Main Article Content
New Zealand’s (NZ) workplace fatality record is very poor compared to similar OECD countries. The reasons for NZ’s poor performance are highly debated yet inadequately informed due to a lack of high quality fatality data. Due to incomplete official data on work fatalities in NZ, it is not currently possible to use routine official data collections to reliably report: i) who is fatally injured due to work activities, and ii) what groups should be prioritised for action.
Objectives and Approach
This study uses coronial records to overcome the limitations of existing official data collections to provide the most complete and detailed evidence platform for occupational safety policy and action in NZ. A work-related fatal injury dataset spanning the period 2005-2014 was created by: 1) identifying possible cases aged 0-84 years from the Mortality Collection using selected external cause of injury codes, 2) linking these to Coronial records and 3) identifying and coding work-related cases.
Of 7,730 injury fatalities with corresponding Coronial records retrieved and reviewed, 1,924 (24%) were work-related, of which 955 were workers. Fifty-nine per cent more worker deaths were identified compared to available official NZ Government estimates from notification and compensation data. Workers killed on public roads were the main additional group identified.
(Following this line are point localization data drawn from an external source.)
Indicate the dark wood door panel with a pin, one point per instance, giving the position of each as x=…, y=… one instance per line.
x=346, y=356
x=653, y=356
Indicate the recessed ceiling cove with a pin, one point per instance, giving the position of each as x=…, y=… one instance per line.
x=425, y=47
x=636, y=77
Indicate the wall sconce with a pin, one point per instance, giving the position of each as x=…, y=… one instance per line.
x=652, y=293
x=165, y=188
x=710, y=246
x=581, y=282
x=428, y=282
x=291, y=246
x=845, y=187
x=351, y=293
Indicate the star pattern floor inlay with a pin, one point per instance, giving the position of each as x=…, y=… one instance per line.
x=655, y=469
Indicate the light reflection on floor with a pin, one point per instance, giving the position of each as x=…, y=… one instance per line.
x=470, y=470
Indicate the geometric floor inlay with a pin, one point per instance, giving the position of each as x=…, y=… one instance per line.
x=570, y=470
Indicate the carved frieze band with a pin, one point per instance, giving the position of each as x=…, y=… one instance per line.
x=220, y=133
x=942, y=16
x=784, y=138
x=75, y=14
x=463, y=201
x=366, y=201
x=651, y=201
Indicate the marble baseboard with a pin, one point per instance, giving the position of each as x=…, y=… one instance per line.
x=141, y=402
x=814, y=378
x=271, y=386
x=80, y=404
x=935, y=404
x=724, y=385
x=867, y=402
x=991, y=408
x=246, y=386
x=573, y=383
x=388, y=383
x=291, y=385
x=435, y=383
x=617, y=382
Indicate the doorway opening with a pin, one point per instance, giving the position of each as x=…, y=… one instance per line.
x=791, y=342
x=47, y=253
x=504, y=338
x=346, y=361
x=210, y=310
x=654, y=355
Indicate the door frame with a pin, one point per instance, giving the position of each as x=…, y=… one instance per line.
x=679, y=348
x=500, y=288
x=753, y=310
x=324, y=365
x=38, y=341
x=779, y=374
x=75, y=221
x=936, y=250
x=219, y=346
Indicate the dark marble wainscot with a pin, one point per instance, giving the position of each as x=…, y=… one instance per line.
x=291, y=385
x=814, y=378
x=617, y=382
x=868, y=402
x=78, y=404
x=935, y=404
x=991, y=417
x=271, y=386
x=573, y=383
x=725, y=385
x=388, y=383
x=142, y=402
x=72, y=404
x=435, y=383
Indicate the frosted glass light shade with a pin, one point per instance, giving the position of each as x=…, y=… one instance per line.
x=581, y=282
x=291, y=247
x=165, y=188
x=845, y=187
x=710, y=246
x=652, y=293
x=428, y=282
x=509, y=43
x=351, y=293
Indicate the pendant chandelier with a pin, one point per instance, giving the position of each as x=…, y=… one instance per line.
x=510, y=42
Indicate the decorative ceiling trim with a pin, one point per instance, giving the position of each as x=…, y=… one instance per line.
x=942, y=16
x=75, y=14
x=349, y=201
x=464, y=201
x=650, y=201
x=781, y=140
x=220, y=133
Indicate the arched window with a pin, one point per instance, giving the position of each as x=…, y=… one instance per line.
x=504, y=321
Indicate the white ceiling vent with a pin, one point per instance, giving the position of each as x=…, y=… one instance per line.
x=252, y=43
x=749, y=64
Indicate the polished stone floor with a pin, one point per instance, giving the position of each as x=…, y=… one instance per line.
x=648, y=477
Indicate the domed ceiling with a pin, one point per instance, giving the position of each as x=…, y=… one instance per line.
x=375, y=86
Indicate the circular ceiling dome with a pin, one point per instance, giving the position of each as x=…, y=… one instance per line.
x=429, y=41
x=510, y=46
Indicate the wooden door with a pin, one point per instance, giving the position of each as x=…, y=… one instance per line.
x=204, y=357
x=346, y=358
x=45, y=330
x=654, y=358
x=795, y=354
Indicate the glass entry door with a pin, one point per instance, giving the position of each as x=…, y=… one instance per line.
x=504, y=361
Official data do not provide occupation-based fatality rates; our study found ‘Miners and drillers’, ‘deckhands and fishermen’ and ‘loggers’ had the highest rates of fatal injury.
Conclusion / Implications
Coronial records offer a rich source of population data on work-related fatal injury deaths, providing better estimates of work-traffic fatalities and high risk occupations than are otherwise available as well as evidence for establishing prevention strategies in NZ.